Supplementary per capita grants should be provided to schools with more than 150 students for secretarial services, and with more than 350 students for caretaker services.
According to a rough estimate from a technical working group, the proposed changes would lead to the equivalent of nearly 800 new full-time posts - 305 secretarial and 477 caretaker posts - at an annual cost of £10.3 million.
Under the present system, second-level schools are allocated an average of 0.81 secretaries and 0.69 caretakers. The proposed changes would increase this to the equivalent of 1.21 secretaries and 1.32 caretakers.
Under the group's proposals, the schools themselves should be free to decide how they spend the funding on the two services, and also should be allowed to transfer savings they make in these areas to other areas.
The amount of grant paid should be determined by reference to the wage scales for equivalent staff in community and comprehensive and vocational schools.

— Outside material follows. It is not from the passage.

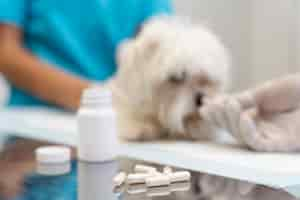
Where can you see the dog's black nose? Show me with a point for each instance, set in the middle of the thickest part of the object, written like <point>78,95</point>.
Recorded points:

Until now, secretaries and caretakers have been funded in different ways in different sectors: by a mixture of full salary grants from the Department and per capita grants based on pupil numbers in voluntary secondary schools; by a sliding scale of Department-funded salaries dependent on school size in community and comprehensive schools; and by the Department - within limits fixed by the Department of Finance and at the discretion of the VECs - in the vocational sector.
This has led to a range of anomalies and disparities between and within the different sectors, and has been the subject of longstanding complaints from both teacher unions and school management bodies.
The report says the nearly 2,000 part-time school workers from the FAS-run Community Employment Scheme, who provide "a significant input into non-teacher support for second-level schools" worth £13 million annually, "distort downwards the true cost of school administration". Many people taking advantage of the CES are long-term unemployed.
The report warns that because of economic growth and falling unemployment there may be some doubt as to whether the contribution of the CES to school administration can continue at present levels.